Once the great tidy-up was complete, Anita and Richard worked area by area, adding hardy new hybrids and establishing swathes of the existing plants. “There weren’t that many groupings; there tended to be one of everything. It’s nice to have generous groups of the same colour to really show it off well.”
The garden already had plenty of colour, so Anita added loads of white. “You can still be quite bold with white. You have to make sure you’ve got a lot of contrast with silvers and different types of greenery as well as white.”

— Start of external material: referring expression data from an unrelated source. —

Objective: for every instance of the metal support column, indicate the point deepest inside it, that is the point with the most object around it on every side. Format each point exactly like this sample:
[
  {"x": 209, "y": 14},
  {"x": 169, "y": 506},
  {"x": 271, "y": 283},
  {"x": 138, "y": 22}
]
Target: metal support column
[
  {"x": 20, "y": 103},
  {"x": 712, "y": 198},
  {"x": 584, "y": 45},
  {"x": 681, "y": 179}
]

She beefed up the garden’s structure with pittosporums. ‘Stevens Island’ grows well in North Canterbury and the round Pittosporum ‘Golf Ball’ and ‘Little Burger’ are good for creating entry points or leading to a path.
Anita says they don’t spend a huge amount of time in the garden, as they both work and have outside interests. “It’s a hobby, not something I feel forced to do.” >
Gardening has to fit around the demands of the farm, where they raise deer for velvet. Anita teaches part-time; even 10 years after her stroke she thinks full-time work might be too much. “I don’t know if you ever fully recover.” She’s also helping organise the Hurunui Garden Festival, where 21 gardens including their own will be open to the public. Richard has stepped down from search and rescue duties after 25 years but is still a volunteer firefighter and active on the local community trust.
Now that the garden’s looking trim again, the couple are wondering what’s next. “With country gardens you can seize a bit of adjacent paddock,” says Richard, who’s wondering about adding a few more deciduous trees, a bit more woodland perhaps. “I’d quite like to go a wee bit further. There’s room to do it.”
THIS PAGE A seat with a view of the pond; the soil is quite limey, which is not ideal for rhododendrons, so Anita has been encouraged by the one in the foreground, which is flowering well after being mulched with plenty of pine needles.OPPOSITE (clockwise from top) After Anita’s stroke, she began working on this garden, removing coloured plants and bringing it back to the green and white palette favoured by the original owner. Ducks nest among the yellow irises in the spring-fed pond. The longflowering banksia rose climbs a tree; in the foreground is a collection of hostas.
THIS PAGE Visitors to the garden admire the mown strips down the driveway; Richard, the ever-practical farmer, explains that he mows the roadside, so he does one strip down the driveway on the way there and one on the way back. OPPOSITE (from top) Anita thought the Choisya ternata ‘Sundance’ was looking sick and fed it Epsom salts, before realising it was supposed to have golden foliage; she’s planting several varieties of daphne in this woodland area as well as about 300 bluebell bulbs she was given: “I’m looking forward to seeing them pop up,” she says. Anita likes the way the trees in the paddocks draw the eye out into the distance; as she didn’t plant the garden, she doesn’t know the names of a lot of the roses.